NEGATIVE PSYCHOLOGICAL EFFECTS OF SELF-SABOTAGE
Besides interfering with reaching your goals in any of the four contexts above, there are two other negative effects self-sabotage can create for you. One I will CLINICAL, and the other PERSONAL/PSYCHOLOGICAL. On the clinical front, it can lead you (temporarily if not indefinitely) into symptoms of depression and/or anxiety, as well as addiction. On the personal/psychological front, the negative consequences are likely to become a loss of self-respect, self-esteem, and motivation, as well as personal relationship failure(s). In any of these ways, you can end up paying a pretty significant price for sabotaging yourself.
YOUR “INNER BULLY”
The metaphor I use for self-sabotage is the “inner bully.” Think of it as a negative “force” inside your subconscious, whose primary purpose is to steer you into failure over success. It does so by attempting to make you believe two core self-defeating messages: 1) “I don’t deserve to be successful in reaching my goals!” and 2) “I deserve some type of negative consequence for my big screw-ups!” So your goal-related losses become your inner bully’s victories!

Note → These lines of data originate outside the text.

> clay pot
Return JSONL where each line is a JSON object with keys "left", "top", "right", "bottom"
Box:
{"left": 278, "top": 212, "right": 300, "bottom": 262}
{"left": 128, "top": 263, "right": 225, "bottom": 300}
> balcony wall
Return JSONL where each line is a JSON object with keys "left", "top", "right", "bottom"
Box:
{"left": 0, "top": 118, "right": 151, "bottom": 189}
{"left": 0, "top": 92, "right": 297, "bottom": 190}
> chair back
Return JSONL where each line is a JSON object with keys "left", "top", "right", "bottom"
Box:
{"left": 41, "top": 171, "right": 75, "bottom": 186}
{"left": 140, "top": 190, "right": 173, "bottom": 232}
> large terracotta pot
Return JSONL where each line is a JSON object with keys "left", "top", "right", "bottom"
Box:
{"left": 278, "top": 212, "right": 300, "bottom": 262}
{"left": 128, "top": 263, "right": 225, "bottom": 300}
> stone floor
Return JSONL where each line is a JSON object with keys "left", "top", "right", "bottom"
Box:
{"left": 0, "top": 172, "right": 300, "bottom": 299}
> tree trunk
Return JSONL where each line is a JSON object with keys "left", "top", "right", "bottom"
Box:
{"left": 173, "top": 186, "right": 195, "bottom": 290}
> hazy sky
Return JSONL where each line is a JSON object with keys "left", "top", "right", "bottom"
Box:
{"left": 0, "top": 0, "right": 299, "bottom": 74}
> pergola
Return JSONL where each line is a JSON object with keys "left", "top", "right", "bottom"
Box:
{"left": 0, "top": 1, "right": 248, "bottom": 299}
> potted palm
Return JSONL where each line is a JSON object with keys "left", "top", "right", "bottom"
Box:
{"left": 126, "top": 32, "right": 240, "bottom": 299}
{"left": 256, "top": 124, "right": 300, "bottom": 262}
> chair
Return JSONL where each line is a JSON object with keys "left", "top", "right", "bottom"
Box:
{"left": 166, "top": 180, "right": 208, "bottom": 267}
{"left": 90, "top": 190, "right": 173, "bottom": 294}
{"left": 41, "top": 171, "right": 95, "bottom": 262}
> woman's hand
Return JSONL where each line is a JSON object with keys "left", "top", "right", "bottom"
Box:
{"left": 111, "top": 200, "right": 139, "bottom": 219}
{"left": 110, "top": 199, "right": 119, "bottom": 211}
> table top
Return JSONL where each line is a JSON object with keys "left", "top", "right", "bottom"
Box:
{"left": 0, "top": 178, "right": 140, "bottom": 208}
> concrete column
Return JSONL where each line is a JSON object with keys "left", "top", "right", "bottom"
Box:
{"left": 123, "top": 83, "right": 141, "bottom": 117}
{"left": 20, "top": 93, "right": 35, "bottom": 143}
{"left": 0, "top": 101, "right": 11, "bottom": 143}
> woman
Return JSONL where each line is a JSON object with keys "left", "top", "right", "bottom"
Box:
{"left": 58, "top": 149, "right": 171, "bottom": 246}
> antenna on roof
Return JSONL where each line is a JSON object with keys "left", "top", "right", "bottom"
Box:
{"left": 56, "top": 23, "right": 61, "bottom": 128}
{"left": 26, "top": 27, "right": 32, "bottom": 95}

STRATEGIES FOR STANDING UP TO YOUR INNER BULLY
To have a fighting chance to control your inner bully’s self-undermining ways, you need to commit yourself to the following 5-point plan:
1) daily consciousness raising about the aforementioned negative clinical and personal consequences of self-defeating behaviors of any type
2) developing a sense of DESERVING to reach your positive goals via working as hard as you can, on a sustained basis, to EARN them (barring extenuating life circumstances interfering along the way)
3) daily self-credit/self-reinforcement for the “little” positive steps you take each day towards meeting your ultimate goals (which in the long run are anything but little!)
4) use of various strategies to manage your life stress, such as a) diversions (e.g., music, TV, reading, home projects, and community service); b) exercise; c) social connecting; d) religious or non-religious spiritual pursuit; and e) if necessary, psychotherapy and/or medication
Finally, in closing, we all know there are no guarantees in life, sustained effort and positive attitude notwithstanding. But if you do your best to remain aware of the various types of harm it can cause you to self-sabotage in important contexts of your life, then you become more capable of doing things in your control to do to nip it in the bud as it is happening, or better yet, prevent it from happening in the first place!